I glanced at Juan, who met my gaze with a flat one of his own. “Not a chance. He wouldn’t tell me where the shed really is, either.”

“You’ll have to check later. Maybe if it gets foggy again.”

“I guess.” The thought made me nauseous. I didn’t really want to go back in that strange fog. I wondered, though. Neither Uncle Frank nor Aunt Liz were the kind of people I’d think were suicidal. Did this have something to do with that? That thought gave the nausea a good stir, but once the idea had curled up in the back of my brain, it stuck around like a particularly lazy cat.

“Anyway, good news.”

“Oh yeah, great news. I—”

“Not that!” I could almost see Kyle squirming in his wheelchair. “I’ve found you a tutor. Like, for necromancy. They’re a couple, actually, and they say they’d love to meet ya. Pretty cool, yeah?
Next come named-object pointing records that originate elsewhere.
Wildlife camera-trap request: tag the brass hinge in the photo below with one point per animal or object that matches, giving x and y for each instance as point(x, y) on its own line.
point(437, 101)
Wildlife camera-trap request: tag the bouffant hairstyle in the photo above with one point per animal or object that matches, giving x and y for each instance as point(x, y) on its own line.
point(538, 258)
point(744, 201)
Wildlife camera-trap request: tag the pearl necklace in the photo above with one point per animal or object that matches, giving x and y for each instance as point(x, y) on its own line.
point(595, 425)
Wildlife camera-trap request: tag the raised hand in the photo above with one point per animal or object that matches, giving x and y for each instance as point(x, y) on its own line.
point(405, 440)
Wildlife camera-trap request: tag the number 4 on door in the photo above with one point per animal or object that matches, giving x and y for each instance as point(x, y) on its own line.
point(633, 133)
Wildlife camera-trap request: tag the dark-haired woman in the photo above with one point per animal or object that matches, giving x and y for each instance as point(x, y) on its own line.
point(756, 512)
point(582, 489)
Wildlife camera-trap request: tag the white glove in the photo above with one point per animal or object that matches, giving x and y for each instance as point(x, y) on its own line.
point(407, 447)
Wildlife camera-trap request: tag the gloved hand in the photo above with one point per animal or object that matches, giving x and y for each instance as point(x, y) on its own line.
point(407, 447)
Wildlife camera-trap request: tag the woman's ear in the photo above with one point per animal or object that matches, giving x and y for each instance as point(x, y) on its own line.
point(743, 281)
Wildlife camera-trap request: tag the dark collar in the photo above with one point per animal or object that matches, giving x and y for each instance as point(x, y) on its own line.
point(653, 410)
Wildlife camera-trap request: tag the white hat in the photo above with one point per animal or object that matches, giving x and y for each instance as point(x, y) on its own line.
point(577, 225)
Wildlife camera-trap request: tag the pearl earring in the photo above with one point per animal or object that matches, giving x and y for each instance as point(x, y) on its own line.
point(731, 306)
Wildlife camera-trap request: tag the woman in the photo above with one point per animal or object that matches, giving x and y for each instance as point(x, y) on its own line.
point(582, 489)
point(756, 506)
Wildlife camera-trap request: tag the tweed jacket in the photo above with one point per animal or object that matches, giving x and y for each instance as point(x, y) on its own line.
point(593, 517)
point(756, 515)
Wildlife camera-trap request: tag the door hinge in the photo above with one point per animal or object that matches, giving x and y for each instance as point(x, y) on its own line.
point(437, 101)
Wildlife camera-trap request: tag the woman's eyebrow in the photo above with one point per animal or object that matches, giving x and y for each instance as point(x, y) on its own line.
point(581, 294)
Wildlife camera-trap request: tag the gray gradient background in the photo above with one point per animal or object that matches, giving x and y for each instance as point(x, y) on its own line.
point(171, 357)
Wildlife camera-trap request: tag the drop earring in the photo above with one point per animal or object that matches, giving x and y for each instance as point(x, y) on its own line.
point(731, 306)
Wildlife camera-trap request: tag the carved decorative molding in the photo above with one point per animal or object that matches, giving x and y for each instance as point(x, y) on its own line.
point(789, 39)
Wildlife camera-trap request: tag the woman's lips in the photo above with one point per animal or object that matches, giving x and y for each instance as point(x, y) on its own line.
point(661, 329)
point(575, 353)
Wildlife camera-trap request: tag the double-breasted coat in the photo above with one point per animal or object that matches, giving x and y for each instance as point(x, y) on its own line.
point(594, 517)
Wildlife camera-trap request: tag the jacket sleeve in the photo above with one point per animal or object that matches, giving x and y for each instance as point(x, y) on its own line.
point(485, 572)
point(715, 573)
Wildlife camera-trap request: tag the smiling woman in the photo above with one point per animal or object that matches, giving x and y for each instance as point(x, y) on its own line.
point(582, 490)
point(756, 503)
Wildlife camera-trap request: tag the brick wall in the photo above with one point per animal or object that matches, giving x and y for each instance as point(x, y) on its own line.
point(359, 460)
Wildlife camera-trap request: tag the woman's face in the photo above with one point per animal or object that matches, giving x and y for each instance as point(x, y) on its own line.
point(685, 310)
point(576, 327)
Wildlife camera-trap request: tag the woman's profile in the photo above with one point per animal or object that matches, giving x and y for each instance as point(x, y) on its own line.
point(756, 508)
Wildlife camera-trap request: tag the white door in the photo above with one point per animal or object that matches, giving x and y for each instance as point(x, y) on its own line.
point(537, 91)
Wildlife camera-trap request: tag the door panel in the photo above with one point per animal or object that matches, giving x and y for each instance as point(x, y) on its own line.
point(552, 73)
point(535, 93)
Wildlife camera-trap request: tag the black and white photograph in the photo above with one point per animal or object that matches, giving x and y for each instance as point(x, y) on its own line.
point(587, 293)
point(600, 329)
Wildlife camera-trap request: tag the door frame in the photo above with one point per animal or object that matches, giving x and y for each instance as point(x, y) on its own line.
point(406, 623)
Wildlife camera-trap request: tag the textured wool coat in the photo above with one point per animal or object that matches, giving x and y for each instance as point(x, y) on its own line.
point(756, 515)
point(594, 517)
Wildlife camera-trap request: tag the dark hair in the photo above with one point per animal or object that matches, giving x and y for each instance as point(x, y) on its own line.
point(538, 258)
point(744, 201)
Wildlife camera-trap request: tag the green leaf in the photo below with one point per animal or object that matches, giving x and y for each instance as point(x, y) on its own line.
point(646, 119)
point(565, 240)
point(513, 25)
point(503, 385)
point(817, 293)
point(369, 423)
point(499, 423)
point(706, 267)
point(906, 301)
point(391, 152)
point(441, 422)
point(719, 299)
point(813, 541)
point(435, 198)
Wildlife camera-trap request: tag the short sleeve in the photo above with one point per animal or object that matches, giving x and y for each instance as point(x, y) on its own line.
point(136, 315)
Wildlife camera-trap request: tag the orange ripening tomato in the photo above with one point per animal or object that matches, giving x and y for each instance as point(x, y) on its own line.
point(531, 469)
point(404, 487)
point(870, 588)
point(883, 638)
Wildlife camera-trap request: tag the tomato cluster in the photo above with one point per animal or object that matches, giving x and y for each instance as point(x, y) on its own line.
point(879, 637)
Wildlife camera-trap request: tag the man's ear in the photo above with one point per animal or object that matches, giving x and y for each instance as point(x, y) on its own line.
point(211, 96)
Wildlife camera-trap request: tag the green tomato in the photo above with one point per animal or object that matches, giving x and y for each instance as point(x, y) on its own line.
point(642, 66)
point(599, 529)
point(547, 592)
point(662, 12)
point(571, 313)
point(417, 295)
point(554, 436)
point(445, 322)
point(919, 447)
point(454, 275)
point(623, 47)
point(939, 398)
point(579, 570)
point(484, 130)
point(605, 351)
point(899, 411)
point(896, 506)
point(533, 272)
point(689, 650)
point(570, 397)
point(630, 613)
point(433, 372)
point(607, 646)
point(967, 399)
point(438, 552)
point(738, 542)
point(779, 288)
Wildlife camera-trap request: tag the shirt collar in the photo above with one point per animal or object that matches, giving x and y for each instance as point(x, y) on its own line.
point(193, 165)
Maybe now you’ll actually be able to do more than menace fruit with your powers.”

It took me a second to register what he said. My mouth went dry. “That’s—that’s awesome. I guess.”

“I thought so,” Kyle seemed oblivious to the dullness of my tone. “So I let them know you’re free Tuesday.”

My heart skipped a beat. “Wait, what? You didn’t.”

“You have no idea how much I’ve had to do to find these guys. Martin said he’s free, so drop by and at least see what’s up.”

I thought back to the mausoleum and what I’d seen. Heaving a slow breath, conscious of Cassie and Juan watching me, I said, “Okay, okay. What’s the worst that could happen?”

I really should have known how stupid that question would be. But hey—spoilers.